Genel Başkan Yalçın şu şekilde devam etti: “Refah Partisi’nin aldığı başarılı sonuçlar Avrupa basınında ‘içki yasaklanıyor, kadınlar çarşafa girmeye zorlanıyor’ şeklinde haberleştirilmiştir. Bu süreçte hem uluslararası hem de ulusal medya, aynı talimatın gereğini yerine getirir vaziyette ortak başlıklar atmakta ve üzerinde çalışılmış bir korkuyu toplumun tamamına yaymaya çalışmaktadır. Medya, sahte şeyh ve tarikatlarla toplumun bilinçaltına şiddet yanlısı, kadın istismarcısı, cahil ve tehlikeli dindar algısını yerleştirmeye çalıştı. Eksen kayması iddialarının medya, asker ve sözde sivil unsurlar üzerinden pazarlandığı, kiralık irtica faaliyetlerinin bol ve ‘isimsiz asker’ imzalı bildirilerin popüler olduğu bu süreçte toplumun her kesimi laiklik testine tabi tutuluyor, başbakanlıkta verilen iftar, Kudüs gecesi gerekçe gösterilerek silahsız kuvvetler göreve çağırılıyordu” diye konuştu.

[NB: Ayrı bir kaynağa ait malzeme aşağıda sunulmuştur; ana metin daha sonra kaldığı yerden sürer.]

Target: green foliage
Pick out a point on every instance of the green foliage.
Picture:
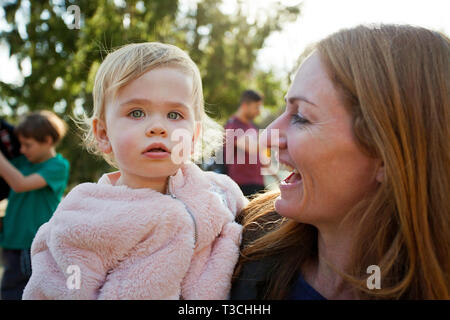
(64, 61)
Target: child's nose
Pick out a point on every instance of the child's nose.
(156, 131)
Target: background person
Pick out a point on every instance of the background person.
(366, 133)
(37, 179)
(245, 170)
(10, 147)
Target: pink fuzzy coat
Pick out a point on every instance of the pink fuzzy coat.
(139, 243)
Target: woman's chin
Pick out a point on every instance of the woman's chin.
(287, 208)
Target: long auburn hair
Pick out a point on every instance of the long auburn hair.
(394, 80)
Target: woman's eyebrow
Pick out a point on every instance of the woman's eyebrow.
(291, 100)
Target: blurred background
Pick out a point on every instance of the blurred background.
(238, 45)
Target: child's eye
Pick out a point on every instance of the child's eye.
(136, 114)
(174, 115)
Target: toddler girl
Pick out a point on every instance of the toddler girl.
(160, 227)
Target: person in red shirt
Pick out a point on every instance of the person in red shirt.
(241, 151)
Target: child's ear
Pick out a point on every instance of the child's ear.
(380, 175)
(197, 130)
(99, 129)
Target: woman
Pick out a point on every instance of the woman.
(366, 135)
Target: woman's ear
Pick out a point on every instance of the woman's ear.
(99, 130)
(380, 174)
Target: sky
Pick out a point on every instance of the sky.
(318, 19)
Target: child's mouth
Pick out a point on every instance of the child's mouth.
(157, 151)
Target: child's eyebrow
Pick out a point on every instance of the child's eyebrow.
(145, 102)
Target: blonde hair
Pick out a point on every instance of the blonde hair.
(42, 124)
(128, 63)
(394, 80)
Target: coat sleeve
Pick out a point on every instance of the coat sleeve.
(78, 275)
(214, 281)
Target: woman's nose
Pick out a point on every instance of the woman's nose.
(273, 137)
(156, 131)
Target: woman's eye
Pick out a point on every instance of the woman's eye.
(174, 115)
(136, 114)
(298, 119)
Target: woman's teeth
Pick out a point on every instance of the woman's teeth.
(286, 167)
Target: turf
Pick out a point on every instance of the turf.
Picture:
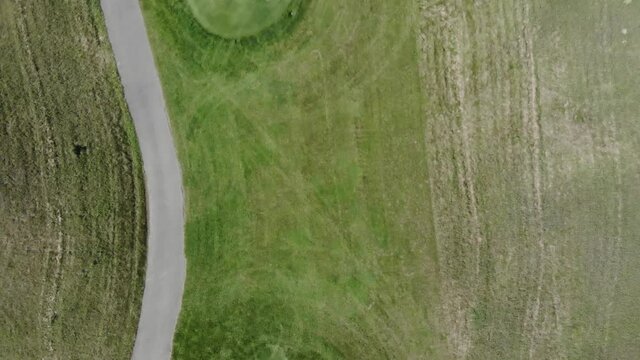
(308, 231)
(238, 18)
(409, 180)
(72, 209)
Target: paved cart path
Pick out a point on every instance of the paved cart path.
(165, 275)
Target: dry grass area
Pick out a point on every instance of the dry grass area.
(72, 210)
(534, 172)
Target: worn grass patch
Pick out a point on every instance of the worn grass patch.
(409, 180)
(308, 226)
(238, 18)
(72, 211)
(533, 151)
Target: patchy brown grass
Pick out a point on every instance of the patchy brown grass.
(72, 210)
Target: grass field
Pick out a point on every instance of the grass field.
(72, 209)
(409, 180)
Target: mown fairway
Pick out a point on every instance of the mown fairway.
(72, 212)
(533, 143)
(401, 179)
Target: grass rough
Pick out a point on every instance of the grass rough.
(424, 179)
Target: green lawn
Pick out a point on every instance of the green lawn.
(409, 180)
(309, 216)
(72, 209)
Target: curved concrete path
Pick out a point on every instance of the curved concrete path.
(165, 274)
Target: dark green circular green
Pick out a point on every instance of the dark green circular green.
(235, 19)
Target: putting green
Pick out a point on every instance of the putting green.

“28 Şubat’ın Çalışma Hayatında Açtığı Yaralar Birkaç Neslin Travmasına Dönüştü”
28 Şubat’ta dindarlar irtica yaftasıyla düşmanlaştırılırken darbenin sosyoekonomik ve siyasal faturasının tüm topluma çıkarıldığını aktaran Yalçın, “Cezalandırılanlar zahirde dindar kesim gibi görünse de darbenin ekonomik faturasını milletçe ödedik. Darbenin sebep olduğu toplam zincirleme ekonomik zarar 381 milyar dolar, bu süreçte el konulan bankaların devlete getirdiği yük 17.3 milyar dolar, kamu bankalarından kartel medyası şirketlerine kullandırılan kredi miktarı 3 milyar lirayı buldu. 28 Şubat’ın çalışma hayatında açtığı derin yaralar da birkaç neslin travmasına dönüştü. Sadece 1997-2001 yılları arasında kılık kıyafet nedeniyle 33 bin 271 öğretmen soruşturmaya uğradı, 11 bin öğretmen istifa etti, 3 bin 527 öğretmenin görevine son verildi. İrtica gerekçesiyle 210 vali/kaymakam hakkında rapor tanzim edildi. Bin 635 TSK personeli irtica suçlamasıyla ihraç edildi. Yaklaşık 6 milyon insan fişlendi. Katsayıdan dolayı önü kesilen gençlerin buhar olan üniversite hayallerini, okula bir daha dönemeyenlerin kaybolan gelecek umutlarını, çoğu devamsızlıktan atıldığı için sayıları bile tespit edilemeyen başörtülü kızlarımızın yaşadığı hak ihlallerini düşündüğümüzde, bu süreçte kayıt altına alınan mağduriyetlerin, gerçekte var olanların çok altında olduğunu rahatlıkla söyleyebiliriz” şeklinde konuştu.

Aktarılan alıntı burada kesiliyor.